Here are some tips to help:

  • Consider cooking substitutions to one or two dishes while maintaining some of your traditional recipes. Add butternut squash to macaroni and cheese to cut back on some of the cheese or try applesauce in baked goods instead of butter or lard.
  • Choose whole grains instead of more refined ones. Baking with whole wheat flour is a great option. Even substituting it for half of the white flour called for in a recipe is a great start.

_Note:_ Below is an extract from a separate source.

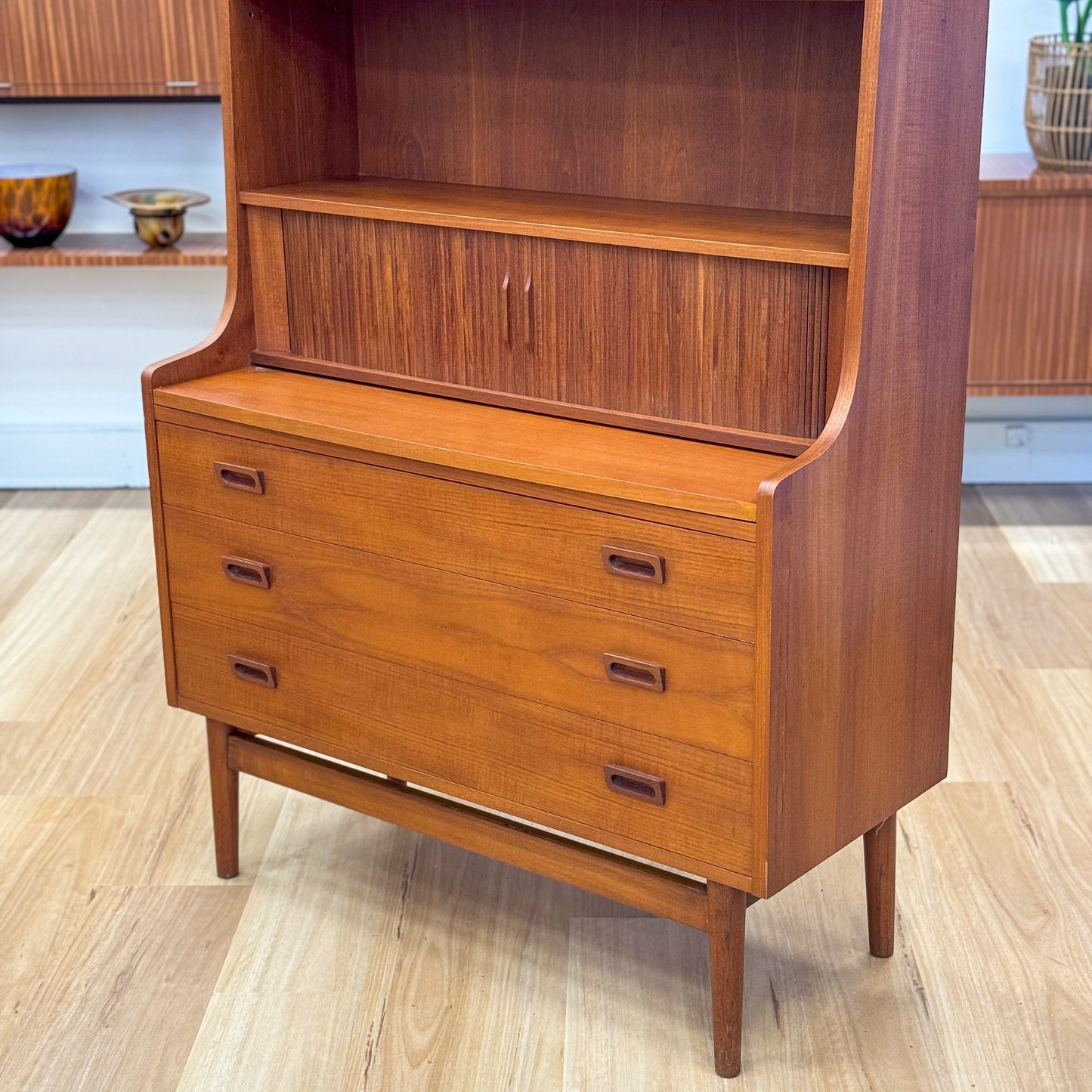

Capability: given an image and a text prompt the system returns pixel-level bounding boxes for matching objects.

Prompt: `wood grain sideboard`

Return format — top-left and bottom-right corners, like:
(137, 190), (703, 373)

  • Incorporate more fresh fruits and vegetables into your traditional meal. Start some new traditions. Try sweet potato biscuits or add pears to your cranberry sauce. Some farmer’s markets in the area are still open year-round. The Berlin, MD Farmer’s Market will be holding their weekly market on Wednesday, to accomodate Thanksgiving needs.
  • Practice portion control.  A serving of meat is the size of a deck of cards, cheese equals four dice, and starches should be the size of a baseball.
  • Don’t skip meals before holiday parties to ‘save up’. Eating a small meal before you go will prevent you from overeating high fat, high calorie foods at the party.
  • Make time to exercise. Park further away at the mall, walk up the escalator, or take an extra trip around the grocery store.
  • Bring a healthy, well balanced dish to the pot luck to ensure that you have a good option to eat and to encourage others to eat healthily.
  • Encourage your children to help in the kitchen. This is the perfect time to reinforce good eating habits and instill cooking confidence in them. Childhood obesity is a major risk factor for adult onset of Type II diabetes.
  • Be realistic. The goal is to maintain a healthy weight, not to lose weight.
  • The key to maintaining a healthy lifestyle is to adopt it year-round. Find ways to make all of your favorite foods fit everyday instead of cycling between indulgence, self-loathing, and then deprivation – including during the holiday season. There isn’t a magic pill that will make you loose weight or prevent diabetes.
Modifying your lifestyle to incorporate a balanced diet and exercise is the best way. Practice moderation so you can focus on family, friends, thankfulness, and giving this holiday season.